Najat Vallaud-Belkacem : Je pense que les tensions entre certains pays – pas tous – et la France sont à la mesure des attentes qu’elle suscite. Si ces pays étaient indifférents, il n’y aurait pas toutes ces manifestations d’hostilité et de frustration. C’est quand on est proches que peuvent naître les grandes déceptions. Je pense donc au contraire que la France a un rôle majeur à jouer. L’idée d’Emmanuel Macron d’organiser ce sommet à Paris est, il faut le reconnaitre, une bonne idée et procède d’une bonne intention.

Cette idée est née au lendemain de la COP27, lorsqu’il fallait se mettre d’accord sur un fonds « pertes et préjudices » pour indemniser les pays qui subissent les conséquences du changement climatique. Aucune règle de répartition et de contribution n’avait été actée. Qu’Emmanuel Macron propose d’y travailler ensemble six mois plus tard pour en discuter me paraissait être une bonne chose.
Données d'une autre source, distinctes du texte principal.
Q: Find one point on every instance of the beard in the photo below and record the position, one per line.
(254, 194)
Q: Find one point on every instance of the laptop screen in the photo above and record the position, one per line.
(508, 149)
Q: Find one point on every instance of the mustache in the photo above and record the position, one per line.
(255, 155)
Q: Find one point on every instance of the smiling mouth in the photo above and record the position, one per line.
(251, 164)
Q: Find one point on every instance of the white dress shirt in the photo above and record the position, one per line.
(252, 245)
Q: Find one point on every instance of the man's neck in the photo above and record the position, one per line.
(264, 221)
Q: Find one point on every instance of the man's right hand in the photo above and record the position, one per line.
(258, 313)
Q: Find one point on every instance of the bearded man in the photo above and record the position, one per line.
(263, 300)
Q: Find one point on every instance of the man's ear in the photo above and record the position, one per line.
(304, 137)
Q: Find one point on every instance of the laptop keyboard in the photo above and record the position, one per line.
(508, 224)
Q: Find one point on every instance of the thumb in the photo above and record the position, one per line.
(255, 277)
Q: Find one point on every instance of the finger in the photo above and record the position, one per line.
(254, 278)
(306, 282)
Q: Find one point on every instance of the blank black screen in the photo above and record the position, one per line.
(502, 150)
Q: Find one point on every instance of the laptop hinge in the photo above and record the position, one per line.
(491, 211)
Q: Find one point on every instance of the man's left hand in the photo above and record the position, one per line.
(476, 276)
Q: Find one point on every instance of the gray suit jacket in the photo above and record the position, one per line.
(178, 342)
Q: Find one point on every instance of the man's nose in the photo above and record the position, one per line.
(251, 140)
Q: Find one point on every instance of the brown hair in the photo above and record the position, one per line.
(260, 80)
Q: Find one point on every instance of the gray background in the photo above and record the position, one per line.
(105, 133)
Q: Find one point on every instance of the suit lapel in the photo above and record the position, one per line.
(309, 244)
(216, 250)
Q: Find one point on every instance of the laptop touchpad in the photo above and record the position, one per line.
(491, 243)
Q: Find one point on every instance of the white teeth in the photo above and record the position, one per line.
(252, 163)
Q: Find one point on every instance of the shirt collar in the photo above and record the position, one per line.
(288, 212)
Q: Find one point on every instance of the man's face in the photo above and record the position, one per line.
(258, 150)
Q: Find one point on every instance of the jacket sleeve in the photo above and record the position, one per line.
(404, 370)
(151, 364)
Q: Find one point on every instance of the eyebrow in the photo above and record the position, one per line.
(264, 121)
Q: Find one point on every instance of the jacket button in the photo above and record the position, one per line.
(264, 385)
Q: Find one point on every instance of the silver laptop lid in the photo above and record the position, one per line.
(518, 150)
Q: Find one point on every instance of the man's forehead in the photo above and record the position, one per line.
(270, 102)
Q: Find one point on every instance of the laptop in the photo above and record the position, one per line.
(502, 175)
Je trouve que la France est assez indiquée pour jouer ce rôle-là.

Repenser les schémas économiques et les modes de consommation sont des thèmes qui font généralement consensus au sein de l’opinion et chez les leaders politiques, mais ils peinent à trouver une concrétisation, notamment lors des grands sommets internationaux. En quoi le rendez-vous de Paris peut-il se distinguer des autres ?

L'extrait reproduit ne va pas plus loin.